Complicating the situation further, one budget proposal would cut $750 million from the nearly $12 billion program, which would eliminate tens of thousands of spots. All the uncertainty has spooked some workers into considering looking for what “they believe is a more stable job,” said Philip Shelly, a spokesperson for Democratic U.S. Rep. Nikki Budzinski, of Illinois.

This is a particular concern with nearly 20% of Head Start staff positions vacant nationwide, according to the National Head Start Association.

The timing couldn’t be worse. Child care programs were propped up during the pandemic with $24 billion in federal relief, but the last of the money has to be spent by Saturday. Another pot of COVID-19 relief funds that helped Head Start ran out in the spring.

Some states, like Minnesota, New York and Maine, have chipped in extra money to fill in the gaps as the federal funding dries up, but those efforts are not universal, said Maureen Coffey, a policy analyst on the early childhood policy team at the Center for American Progress.

“It’s going to be a really messy time for child care,” she said.

Child care already was strained before the pandemic closed some centers, said Lynn Karoly, a senior economist at the Rand Corp., a nonprofit global policy think tank.

“We haven’t addressed really, in most cases, the fundamental problem of an underfunded system overall,” she said. “But now you have the potential of a shutdown on top of it.”

The 16-day October 2013 shutdown was the last to hit Head Start hard, affecting 19,000 children and shuttering programs in several states.

About half as many programs are affected now because many moved away from having their grant start date coincide with the beginning of the federal fiscal year. One reason, Sheridan said, is that the Oct. 1 date makes them more vulnerable when Congress deadlocks over the budget.

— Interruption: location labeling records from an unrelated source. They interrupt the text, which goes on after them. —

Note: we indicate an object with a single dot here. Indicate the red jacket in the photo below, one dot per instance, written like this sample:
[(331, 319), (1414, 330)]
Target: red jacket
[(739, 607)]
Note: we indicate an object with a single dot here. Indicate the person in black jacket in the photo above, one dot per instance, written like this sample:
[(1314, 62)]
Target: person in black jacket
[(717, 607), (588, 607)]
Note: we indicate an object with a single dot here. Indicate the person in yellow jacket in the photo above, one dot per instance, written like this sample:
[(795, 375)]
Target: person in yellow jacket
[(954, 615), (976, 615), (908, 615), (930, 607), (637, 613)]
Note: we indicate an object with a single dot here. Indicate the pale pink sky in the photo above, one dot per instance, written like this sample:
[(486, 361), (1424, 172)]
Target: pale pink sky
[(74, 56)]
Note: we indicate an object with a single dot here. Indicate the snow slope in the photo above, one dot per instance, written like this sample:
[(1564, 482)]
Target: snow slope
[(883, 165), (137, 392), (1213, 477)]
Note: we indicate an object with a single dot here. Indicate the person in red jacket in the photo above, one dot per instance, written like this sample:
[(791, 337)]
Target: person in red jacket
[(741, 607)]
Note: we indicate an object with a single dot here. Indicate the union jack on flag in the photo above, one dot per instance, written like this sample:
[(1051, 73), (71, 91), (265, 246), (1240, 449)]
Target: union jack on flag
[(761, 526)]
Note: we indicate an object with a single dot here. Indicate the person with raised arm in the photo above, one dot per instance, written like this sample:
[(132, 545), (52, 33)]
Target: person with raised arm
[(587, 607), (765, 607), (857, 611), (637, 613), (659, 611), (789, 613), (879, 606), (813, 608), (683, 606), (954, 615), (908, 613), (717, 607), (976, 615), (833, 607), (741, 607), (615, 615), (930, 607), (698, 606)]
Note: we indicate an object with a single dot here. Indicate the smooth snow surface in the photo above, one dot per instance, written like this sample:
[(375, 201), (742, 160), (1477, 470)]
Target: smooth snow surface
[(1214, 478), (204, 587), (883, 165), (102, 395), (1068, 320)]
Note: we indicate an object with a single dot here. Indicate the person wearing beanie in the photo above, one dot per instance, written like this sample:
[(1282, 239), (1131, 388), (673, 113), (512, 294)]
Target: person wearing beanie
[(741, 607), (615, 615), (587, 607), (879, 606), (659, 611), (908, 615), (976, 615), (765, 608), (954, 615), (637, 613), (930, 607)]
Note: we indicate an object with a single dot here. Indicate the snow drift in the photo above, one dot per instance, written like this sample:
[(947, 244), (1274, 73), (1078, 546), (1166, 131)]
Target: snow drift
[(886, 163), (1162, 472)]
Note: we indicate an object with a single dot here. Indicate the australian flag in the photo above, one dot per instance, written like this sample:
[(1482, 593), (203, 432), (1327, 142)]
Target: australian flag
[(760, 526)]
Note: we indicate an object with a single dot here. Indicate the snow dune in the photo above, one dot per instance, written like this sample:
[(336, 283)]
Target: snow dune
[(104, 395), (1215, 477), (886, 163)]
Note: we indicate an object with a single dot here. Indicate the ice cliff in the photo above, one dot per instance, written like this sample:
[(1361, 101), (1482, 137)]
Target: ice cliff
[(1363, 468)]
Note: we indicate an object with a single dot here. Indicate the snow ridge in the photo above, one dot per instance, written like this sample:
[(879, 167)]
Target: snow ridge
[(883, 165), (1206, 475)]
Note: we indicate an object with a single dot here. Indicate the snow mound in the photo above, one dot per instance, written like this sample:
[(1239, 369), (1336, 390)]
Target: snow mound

It was so bad a decade ago that Connecticut chipped in emergency funds, which allowed Ferguson’s program to reopen.

Meanwhile, John and Laura Arnold, a wealthy Houston couple, pledged up to $10 million to the National Head Start Association to help other programs. Among the programs the donation helped reopen was one in Florida.

Tim Center, the chief executive officer at the Capital Area Community Action Agency, lived through that mess. This time around he has a backup plan that will allow him to keep serving more than 370 kids and families at six centers in three counties in northern Florida for several weeks. But it means tapping into savings and a line of credit.

Families still are spooked. Laketia Washington, a mother of eight whose 3- and 5-year-olds attend Head Start programs in Tallahassee, Florida, lamented the turmoil as she rang up customers at a discount store.

“The nerve wracking thing,” she said, “is not knowing what’s next.”